/ Psalm 51

Echt und Aufrichtig

Wenn Gott wirklich Gott ist, dann können wir ihm nichts vorspielen, weil er alles sieht und weiss. Echtheit und Aufrichtigkeit sind daher Schlüsselqualifikationen für ein Leben mit dem Allmächtigen.

Dieser Artikel ist der 4. Teil einer fortlaufenden Serie mit Gedanken zum Psalm 51.

  1. Teil: Wenn Böses ans Licht kommt (Psalm 51,1-3)
  2. Teil: Sauber und rein gewaschen (Psalm 51,4-6)
  3. Teil: Wurzelbehandlung (Psalm 51,7-8)
  4. Teil: Echt und Aufrichtig (Psalm 51,8-11)
  5. Teil: Ein reines Herz (Psalm 51,12)
  6. Teil: Nah bei Gott leben (Psalm 51,13-14)
  7. Teil: Ein Hirte für Sünder (Psalm 51,15-17)

Echte Aufrichtigkeit

Du freust dich, wenn ein Mensch von Herzen aufrichtig ist; verhilf mir dazu und lass mich weise handeln! Psalm 51,8

David kehrt am moralischen Tiefpunkt seines Lebens zu der entscheidenden Eigenschaft zurück, von der er aus Erfahrung weiss, dass sie Gottes Herz bewegt: Aufrichtigkeit. Er weiss, dass er mit Gottes Gnade rechnen darf, wenn er echt und aufrichtig zu ihm ist. Gleichzeitig bittet er Gott um Hilfe beim Aufrichtig sein. David ist also nicht etwa Stolz auf seine Aufrichtigkeit, sondern bekennt, dass er ohne Gottes Hilfe unfähig ist, konstant und in jeder Lebenslage echt und aufrichtig zu sein und weise zu handeln. Gott musste ihm den Propheten Nathan in den Palast schicken, sonst wäre David nicht auf die Idee gekommen, seine Sünde zu erkennen und sie dann auch aufrichtig zu bekennen.
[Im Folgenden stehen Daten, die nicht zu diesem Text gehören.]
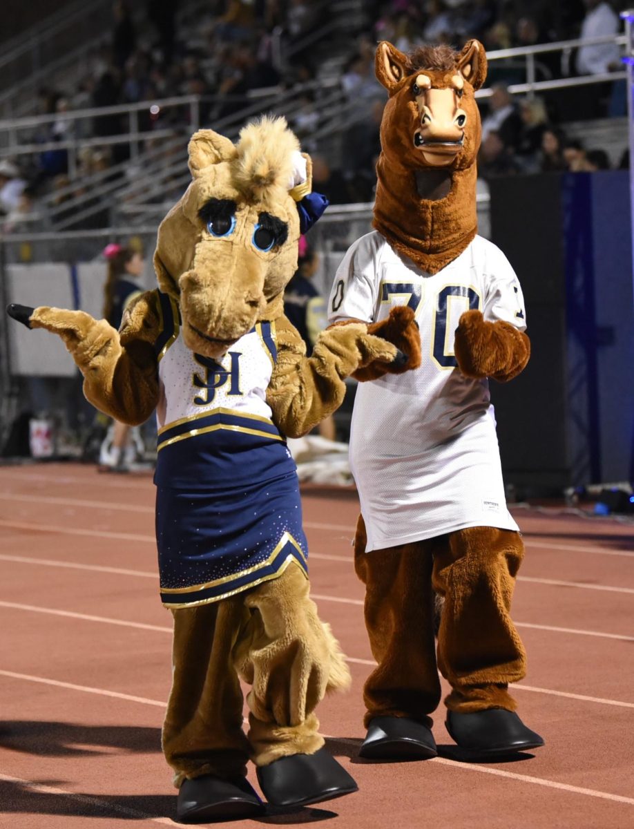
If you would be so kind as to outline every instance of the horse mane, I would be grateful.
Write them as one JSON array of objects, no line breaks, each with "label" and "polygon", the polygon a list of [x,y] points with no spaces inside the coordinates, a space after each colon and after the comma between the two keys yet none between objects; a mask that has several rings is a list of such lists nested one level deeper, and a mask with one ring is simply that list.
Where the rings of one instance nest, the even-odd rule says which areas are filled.
[{"label": "horse mane", "polygon": [[418,46],[407,56],[408,75],[420,69],[432,71],[455,69],[459,55],[460,52],[444,43],[439,46]]}]

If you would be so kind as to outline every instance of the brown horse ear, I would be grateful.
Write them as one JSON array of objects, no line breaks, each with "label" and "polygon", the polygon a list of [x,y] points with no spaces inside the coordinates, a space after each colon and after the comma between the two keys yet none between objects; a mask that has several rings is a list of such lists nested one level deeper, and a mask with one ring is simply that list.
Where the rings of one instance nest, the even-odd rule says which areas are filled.
[{"label": "brown horse ear", "polygon": [[199,129],[194,133],[187,147],[189,153],[189,169],[194,178],[201,175],[202,170],[210,164],[219,164],[229,161],[236,154],[231,141],[213,129]]},{"label": "brown horse ear", "polygon": [[457,59],[457,68],[474,90],[479,90],[486,78],[486,52],[480,41],[465,43]]},{"label": "brown horse ear", "polygon": [[403,52],[387,41],[381,41],[376,47],[375,73],[377,80],[390,92],[408,75],[408,60]]}]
David bekennt, dass auch die besten Eigenschaften in seinem Leben nur dann zum Vorschein kommen, wenn Gott ihm dabei hilft. Ein demütiges Bekenntnis.

Mann alleine in Wildnis
Photo by Jamie Street / Unsplash

Echte Reinheit

Reinige mich von meiner Schuld, dann bin ich wirklich rein; wasche meine Sünde ab, dann bin ich weisser als Schnee! Psalm 51,9

David formuliert nochmals seine eindringliche Bitte – wie schon in Vers 4 – die Bitte um Reinheit. Für ihn gibt es keinen anderen ausser Gott, der ihn von seiner Schuld total rein waschen kann. Weisser als Schnee bedeutet: Weisser als das weisseste Weiss das ich kenne. David bittet also um totale Reinheit für sein Herz. Und siehe da: Sein Wunsch deckt sich nicht nur mit Gottes Wunsch für uns Menschen, sondern auch mit Gottes Fähigkeit, diesen Wunsch zu erfüllen.

Wenn der Sohn euch frei macht, dann seid ihr wirklich frei. Joh 8,36

Wenn der Sohn (Gottes = Jesus) dich reinigt, dann bist du wirklich rein. David weiss, dass er selbst nichts tun kann, um diese Reinheit aus eigener Anstrengung zu bewirken. Kein Opfer, das wir Menschen bringen können, kann uns von unserer Sünde reinwaschen. Nur Gottes Sohn selbst kann dieses Opfer vollbringen.

Gelbe Warnschilder die auf nassen Boden hinweisen
Photo by Oliver Hale / Unsplash

Jede Sünde hat ihre Konsequenzen

Du hast mich hart bestraft; nun lass mich wieder Freude erfahren, damit ich befreit aufatmen kann! (Psalm 51,10)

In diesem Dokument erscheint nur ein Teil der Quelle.